The suspension has been recalibrated with Electronic Control Suspension and End-of-Travel control systems for cornering stability and ride comfort. The braking system uses front monoblock calipers with large-diameter discs and rear brakes with high-friction GG-rated materials, optimised for the Magma-exclusive 21-inch forged wheels. A High-Performance Battery Control system manages battery temperature during sustained high-load driving. Five drive modes are offered, including the Magma-exclusive Sprint and GT modes alongside Range, Comfort, and Sport. Drift Mode is included. European pricing has not been confirmed, with estimates placing it above €87,000. European launch is planned for 2026.
What It Means
The 18-minute charge window is the specification that stands up to scrutiny. The Porsche Taycan Turbo, on an equivalent 800V system at comparable peak charging speeds, takes around 22 minutes for the same 10-to-80 percent window. The Magma’s figure is faster and, if replicated in real-world conditions, represents a measurable advantage in everyday use.

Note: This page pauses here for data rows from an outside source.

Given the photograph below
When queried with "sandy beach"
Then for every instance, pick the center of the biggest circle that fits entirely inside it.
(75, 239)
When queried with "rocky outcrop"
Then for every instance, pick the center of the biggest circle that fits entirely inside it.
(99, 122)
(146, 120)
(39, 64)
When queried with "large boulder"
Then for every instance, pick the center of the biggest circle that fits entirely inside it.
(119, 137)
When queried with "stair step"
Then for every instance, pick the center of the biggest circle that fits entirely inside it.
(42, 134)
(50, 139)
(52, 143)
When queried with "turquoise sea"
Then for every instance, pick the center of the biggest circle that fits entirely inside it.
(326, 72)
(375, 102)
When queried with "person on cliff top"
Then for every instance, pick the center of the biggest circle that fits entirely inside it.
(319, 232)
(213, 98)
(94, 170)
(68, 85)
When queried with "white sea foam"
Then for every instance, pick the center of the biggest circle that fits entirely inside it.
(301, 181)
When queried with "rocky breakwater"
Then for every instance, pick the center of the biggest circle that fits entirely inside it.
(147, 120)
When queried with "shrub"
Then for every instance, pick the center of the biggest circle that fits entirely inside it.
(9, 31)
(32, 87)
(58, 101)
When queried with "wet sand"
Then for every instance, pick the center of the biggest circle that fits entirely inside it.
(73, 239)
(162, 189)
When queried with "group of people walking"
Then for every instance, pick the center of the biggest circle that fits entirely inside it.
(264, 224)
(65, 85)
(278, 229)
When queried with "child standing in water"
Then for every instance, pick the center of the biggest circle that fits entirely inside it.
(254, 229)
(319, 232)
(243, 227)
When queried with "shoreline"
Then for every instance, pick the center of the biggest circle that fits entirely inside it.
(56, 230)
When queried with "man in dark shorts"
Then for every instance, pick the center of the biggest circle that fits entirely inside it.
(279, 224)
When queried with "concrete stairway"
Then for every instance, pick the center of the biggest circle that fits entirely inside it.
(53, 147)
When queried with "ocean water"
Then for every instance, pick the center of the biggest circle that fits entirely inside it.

The 0-200 km/h figure of 10.9 seconds places the GV60 Magma in territory that, until recently, only combustion-powered performance cars occupied at this price point. The extended Boost Mode window, 15 seconds against 10 in the standard GV60, reflects a specific engineering decision around thermal management. Genesis has improved front and rear motor cooling for more consistent output under sustained load. That is an engineering constraint addressed, not a marketing feature added.
The competitive positioning has two reference points. Against the Porsche Macan EV Turbo at approximately €95,000, the Magma offers more power at a lower estimated price, with comparable charging speed but less brand heritage. Against the Hyundai Ioniq 5 N at approximately €65,000 in the UK, the Magma adds roughly €22,000 of premium intent. Whether European buyers find that premium credible is the central commercial question for the Magma sub-brand.
The GV60 Magma arrives in Europe in the same year that Chinese 900V performance platforms are reaching production in their home market. Whether Genesis’s European brand recognition and the Magma’s confirmed specifications are sufficient to hold its price positioning as that competition approaches is a question 2026 will begin to answer.